Thu. May 7th, 2026

Why Some Children Cling to One Parent: Rethinking the Oedipus Complex


Quick summary: The push and pull complex revives a genuine childhood pattern of intense exclusive bonds and rivalry with one parent that Freud and Jung observed but misexplained as sexual desire. Rooted in attachment theory this arises from emotional absence inconsistency or overinvolvement by a caregiver which chronically activates the childs need for connection and creates hypervigilance towards perceived competitors. For mental health and therapy this reframing shifts treatment away from outdated notions of repressed sexuality towards addressing early attachment disruptions offering more practical support for wellbeing and clinical practice in diverse family structures.




Few ideas in psychology have attracted as much debate and rejection as the Oedipus and Electra complexes. Introduced by Freud in the early 20th century and elaborated by Jung, these theories propose that children develop an unconscious sexual desire for the opposite-sex parent, accompanied by rivalry with the same-sex parent.

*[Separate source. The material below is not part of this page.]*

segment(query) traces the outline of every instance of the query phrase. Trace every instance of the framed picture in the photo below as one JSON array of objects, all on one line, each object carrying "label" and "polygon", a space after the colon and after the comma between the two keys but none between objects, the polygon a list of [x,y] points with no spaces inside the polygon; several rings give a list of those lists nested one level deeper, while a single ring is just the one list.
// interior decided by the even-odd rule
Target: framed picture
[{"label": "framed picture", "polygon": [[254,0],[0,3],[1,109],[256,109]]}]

They have since been largely abandoned by mainstream psychology, dismissed for lacking empirical support and for sitting awkwardly with the realities of single-parent and same-sex families.

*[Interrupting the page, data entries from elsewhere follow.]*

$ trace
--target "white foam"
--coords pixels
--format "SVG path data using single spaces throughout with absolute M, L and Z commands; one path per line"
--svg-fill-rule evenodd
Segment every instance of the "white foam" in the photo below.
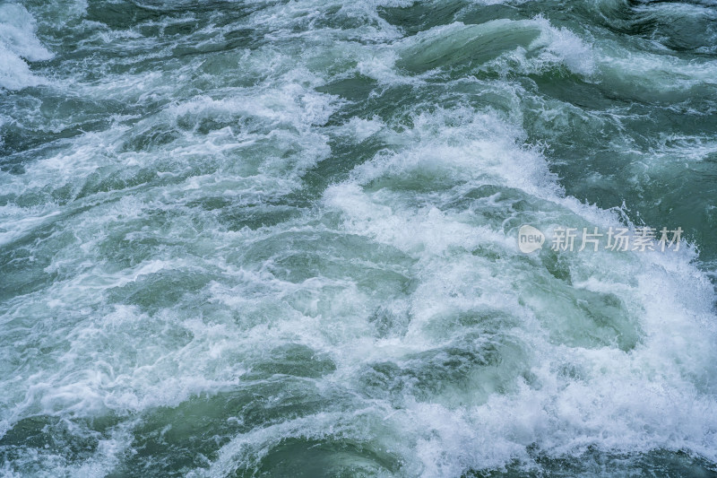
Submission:
M 34 34 L 35 19 L 22 5 L 0 5 L 0 88 L 21 90 L 44 80 L 30 70 L 24 60 L 37 62 L 53 57 Z

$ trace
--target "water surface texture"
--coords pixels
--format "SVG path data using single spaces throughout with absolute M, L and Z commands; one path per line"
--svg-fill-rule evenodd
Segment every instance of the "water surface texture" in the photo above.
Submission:
M 0 474 L 715 476 L 715 197 L 713 0 L 0 0 Z

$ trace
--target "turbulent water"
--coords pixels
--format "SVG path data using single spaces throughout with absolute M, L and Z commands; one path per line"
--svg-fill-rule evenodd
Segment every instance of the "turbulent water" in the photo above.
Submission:
M 716 195 L 712 0 L 0 0 L 0 474 L 715 476 Z

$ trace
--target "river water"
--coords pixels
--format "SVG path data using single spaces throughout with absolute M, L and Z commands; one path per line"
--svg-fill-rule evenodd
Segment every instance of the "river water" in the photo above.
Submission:
M 0 474 L 714 476 L 716 132 L 712 0 L 0 2 Z

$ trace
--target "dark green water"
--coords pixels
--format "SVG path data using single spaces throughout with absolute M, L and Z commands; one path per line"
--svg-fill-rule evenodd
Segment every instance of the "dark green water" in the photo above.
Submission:
M 0 474 L 717 476 L 715 197 L 712 0 L 0 0 Z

But something is being thrown out along with them. The phenomenon these theories were trying to explain is real. Some children do form intensely exclusive, rivalrous bonds with one parent. Something is clearly happening. The problem is not the observation but the explanation.

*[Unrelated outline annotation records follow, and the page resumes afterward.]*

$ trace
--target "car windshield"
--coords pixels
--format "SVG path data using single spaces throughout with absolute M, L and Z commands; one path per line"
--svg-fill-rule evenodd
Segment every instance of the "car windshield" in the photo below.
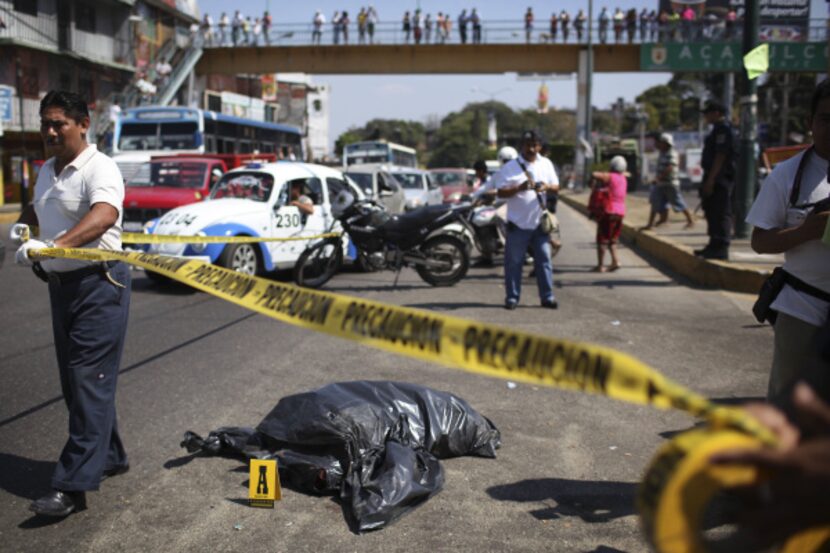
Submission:
M 421 175 L 418 173 L 396 172 L 395 178 L 401 183 L 401 185 L 403 185 L 404 188 L 408 188 L 410 190 L 420 190 L 424 187 Z
M 227 173 L 216 183 L 210 193 L 213 200 L 220 198 L 237 198 L 267 202 L 274 188 L 274 177 L 268 173 L 244 171 Z
M 145 163 L 127 181 L 127 186 L 167 186 L 201 188 L 205 183 L 206 163 L 160 161 Z
M 345 175 L 355 181 L 357 185 L 369 196 L 374 194 L 372 190 L 372 175 L 371 173 L 345 173 Z
M 461 186 L 467 182 L 467 175 L 455 171 L 432 171 L 430 174 L 438 186 Z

The push and pull complex offers a different account, one grounded in attachment theory rather than libidinal speculation.

The theory draws on the work of John Bowlby, who argued that children are biologically driven to form attachments that allow them to feel safe and to explore the world. When that attachment is disrupted, whether through physical absence, emotional unavailability, or inconsistency, the child does not simply adapt and move on. The attachment system becomes chronically activated. The need for the caregiver intensifies precisely because that caregiver cannot be relied upon.

Three parenting patterns are identified as the root of the complex. The first is emotional absence: a parent who is physically present but disengaged, leaving the child to interpret the lack of warmth as rejection and respond with escalating bids for attention. The second, and arguably most damaging, is inconsistency: a parent who oscillates between affection and withdrawal, producing what attachment researchers call disorganised attachment, a state in which the child can neither settle into closeness nor safely disengage. The third is overinvolvement: a parent so enmeshed with the child that boundaries dissolve, and the child ends up carrying the parent’s emotional needs rather than having their own met.

In each case, the result is the same. The child becomes intensely preoccupied with one parent, hypervigilant to that parent’s emotional state, and rivalrous towards anyone perceived to be competing for that parent’s attention. This is precisely the pattern Freud and Jung described. What they misread as sexual desire was, the theory argues, the emotional signature of a disrupted attachment system.

The Push and pull complex is also fully gender-neutral, which marks a significant departure from its predecessors. In Freudian theory, the direction of desire and rivalry is fixed by the child’s sex. In the push and pull account, what matters is not the gender of the child or the parent but the nature of the attachment. A daughter can develop the complex in relation to her mother; a son in relation to his father. The determining factor is which parent offers unreliable or distorted emotional responsiveness, and which is perceived as the rival for it.

This reframing has direct implications for therapy. Adults presenting with the symptoms classically associated with the Oedipus or Electra complex, intense attachment to one parent, persistent rivalry with the other, and ambivalent feelings that seem disproportionate, should not be understood as harbouring repressed sexual wishes. They should be understood as carrying the effects of early attachment disruption, and therapy should focus accordingly.

The theory also addresses a more troubling edge case: what happens when, in a small number of severely enmeshed situations, something resembling erotic feeling does emerge. The Push and Pull account does not dismiss this but reframes it. The body responds to chronic emotional tension by seeking to process it through whatever register is powerful enough to contain the intensity. Sexual arousal is that register. What arises is not desire in any meaningful sense but a physiological misclassification, and the shame that typically follows compounds the problem through a cycle of suppression and heightened awareness. The appropriate clinical response, the theory argues, is not interpretation but normalisation.

The phenomenon Freud and Jung observed was real. Their explanation was not. The Push and Pull Complex is an attempt to correct that, replacing a framework built on repressed sexuality with one built on the more verifiable, more clinically useful territory of early attachment experience.